このレビューはネタバレを含みます
月光の囁きとの二本立てで観た。
映画館にはお爺ちゃんお婆ちゃんが沢山いたので、月光の囁きで大丈夫かな?と思っていたが、こちらはなんとなく大人受けしそうな作品。作風が全然違う。
しかし描いているテーマはそんなに変わっていない気がする。月光では青少年のねじれてゆく感情がメインだったが、
こちらの作品は無垢な子供達の周りに平然と転がる死や狂気であり、その隣で遊ぶ子供たち、そして屈折せざるを得なくなる心、残忍さ。
とにかく主人公の少年の演技がとても良かった。
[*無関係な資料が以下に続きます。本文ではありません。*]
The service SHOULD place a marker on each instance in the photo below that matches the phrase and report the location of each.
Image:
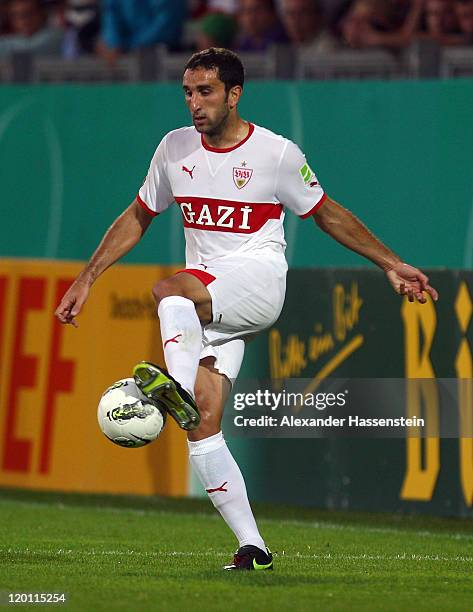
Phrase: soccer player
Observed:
(232, 181)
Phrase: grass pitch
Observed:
(125, 553)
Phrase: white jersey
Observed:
(232, 200)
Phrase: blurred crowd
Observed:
(111, 28)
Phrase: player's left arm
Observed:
(345, 228)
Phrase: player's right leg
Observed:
(184, 305)
(217, 469)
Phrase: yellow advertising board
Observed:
(52, 377)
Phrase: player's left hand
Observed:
(410, 281)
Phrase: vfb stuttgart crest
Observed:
(241, 176)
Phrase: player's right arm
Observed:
(124, 233)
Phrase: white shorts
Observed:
(247, 297)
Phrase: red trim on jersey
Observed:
(215, 215)
(251, 129)
(204, 277)
(145, 206)
(312, 210)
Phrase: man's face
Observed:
(464, 12)
(206, 99)
(439, 16)
(255, 16)
(26, 17)
(301, 20)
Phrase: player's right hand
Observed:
(72, 302)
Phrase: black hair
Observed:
(227, 64)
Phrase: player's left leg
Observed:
(217, 469)
(184, 305)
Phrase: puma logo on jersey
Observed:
(226, 215)
(220, 488)
(189, 172)
(175, 340)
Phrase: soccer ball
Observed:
(126, 416)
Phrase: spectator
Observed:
(372, 23)
(259, 26)
(128, 25)
(440, 21)
(4, 27)
(29, 30)
(464, 14)
(215, 30)
(82, 24)
(304, 25)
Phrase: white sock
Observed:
(181, 333)
(220, 475)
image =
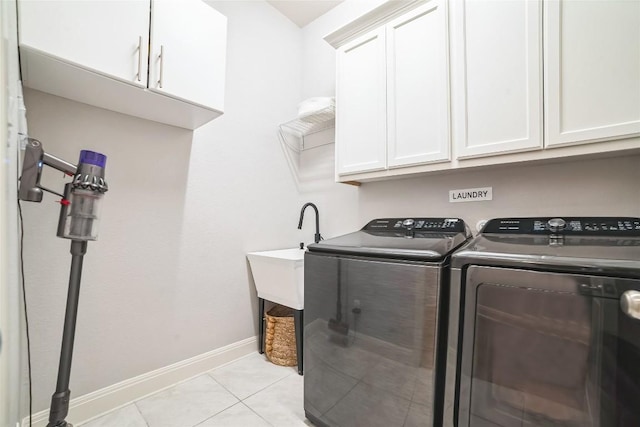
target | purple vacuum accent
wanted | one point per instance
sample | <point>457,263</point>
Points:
<point>93,158</point>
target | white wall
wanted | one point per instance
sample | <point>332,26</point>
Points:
<point>168,278</point>
<point>579,187</point>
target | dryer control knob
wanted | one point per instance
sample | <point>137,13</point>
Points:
<point>630,304</point>
<point>408,223</point>
<point>556,224</point>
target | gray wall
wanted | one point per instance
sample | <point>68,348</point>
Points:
<point>168,278</point>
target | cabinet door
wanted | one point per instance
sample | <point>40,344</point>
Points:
<point>496,76</point>
<point>418,87</point>
<point>108,37</point>
<point>592,70</point>
<point>361,104</point>
<point>188,52</point>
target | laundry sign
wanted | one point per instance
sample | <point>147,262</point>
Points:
<point>471,195</point>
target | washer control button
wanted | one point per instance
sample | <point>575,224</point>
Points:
<point>408,223</point>
<point>556,224</point>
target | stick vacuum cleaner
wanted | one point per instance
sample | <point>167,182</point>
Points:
<point>79,211</point>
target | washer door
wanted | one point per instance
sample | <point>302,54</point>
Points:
<point>548,349</point>
<point>370,339</point>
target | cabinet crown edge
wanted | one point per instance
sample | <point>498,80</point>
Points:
<point>370,20</point>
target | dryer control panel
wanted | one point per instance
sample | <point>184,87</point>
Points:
<point>449,225</point>
<point>570,226</point>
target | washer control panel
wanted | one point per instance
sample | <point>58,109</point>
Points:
<point>453,225</point>
<point>602,226</point>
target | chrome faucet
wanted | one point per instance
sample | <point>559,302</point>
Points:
<point>318,237</point>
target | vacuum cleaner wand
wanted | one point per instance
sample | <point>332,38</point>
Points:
<point>79,212</point>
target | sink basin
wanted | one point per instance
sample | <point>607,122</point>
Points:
<point>279,276</point>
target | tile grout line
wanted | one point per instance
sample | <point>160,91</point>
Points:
<point>251,409</point>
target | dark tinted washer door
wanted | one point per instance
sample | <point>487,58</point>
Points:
<point>548,349</point>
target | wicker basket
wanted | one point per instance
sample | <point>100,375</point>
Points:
<point>280,340</point>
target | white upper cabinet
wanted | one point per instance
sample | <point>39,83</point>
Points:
<point>417,87</point>
<point>496,49</point>
<point>392,94</point>
<point>361,115</point>
<point>108,37</point>
<point>188,50</point>
<point>107,53</point>
<point>592,71</point>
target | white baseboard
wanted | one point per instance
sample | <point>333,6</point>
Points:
<point>92,405</point>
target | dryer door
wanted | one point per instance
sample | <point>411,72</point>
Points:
<point>548,349</point>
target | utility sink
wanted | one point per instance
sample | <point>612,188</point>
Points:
<point>279,276</point>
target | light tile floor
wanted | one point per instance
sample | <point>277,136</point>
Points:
<point>249,392</point>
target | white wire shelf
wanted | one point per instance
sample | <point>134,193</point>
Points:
<point>304,126</point>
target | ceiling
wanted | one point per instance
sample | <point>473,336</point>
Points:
<point>301,12</point>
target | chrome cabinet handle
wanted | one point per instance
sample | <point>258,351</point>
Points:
<point>139,58</point>
<point>630,304</point>
<point>161,57</point>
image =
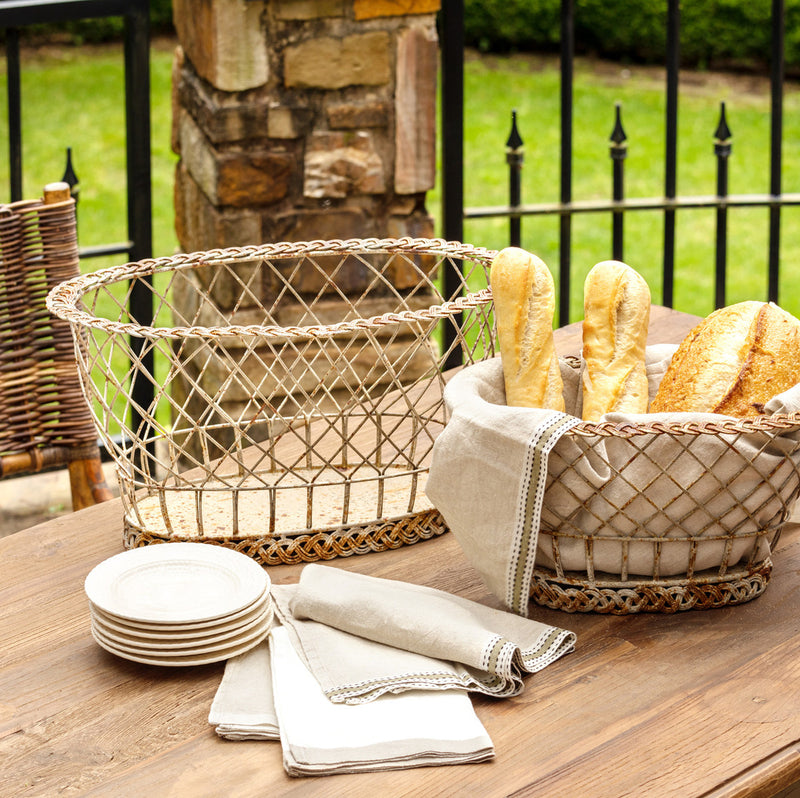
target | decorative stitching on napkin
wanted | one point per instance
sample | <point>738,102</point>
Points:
<point>529,508</point>
<point>553,644</point>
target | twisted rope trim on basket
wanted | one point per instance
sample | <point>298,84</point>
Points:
<point>315,545</point>
<point>650,597</point>
<point>63,299</point>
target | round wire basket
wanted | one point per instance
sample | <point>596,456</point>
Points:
<point>292,391</point>
<point>686,516</point>
<point>653,516</point>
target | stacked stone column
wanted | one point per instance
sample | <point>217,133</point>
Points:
<point>300,120</point>
<point>303,119</point>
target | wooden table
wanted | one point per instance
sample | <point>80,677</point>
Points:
<point>696,704</point>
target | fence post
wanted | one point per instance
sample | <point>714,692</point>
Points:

子供たち全員良かった。
自分が子供の頃、団地に住む友達の家に遊びに行った時に感じた言葉にできない違和感だとか、小学生の頃を思い出した。
鬱病になる子とか、貧しい家庭の子とか、ぼんぼんの坊っちゃまとか、垢まみれの男の子とか、いろんな子が一緒くたになって公園で遊んでいた。
みんな何も気にしていなかったし、無遠慮だったし、単純で、でも何か感じていたことは今でもなんとなく覚えている。
住む場所や、出掛ける場所、会う人を選べる大人になった今よりも、よっぽど子供時代の方が、社会の現実みたいなものを突きつけられていたし、身近にあった。
そういう当時の感情が戻ってくる作品。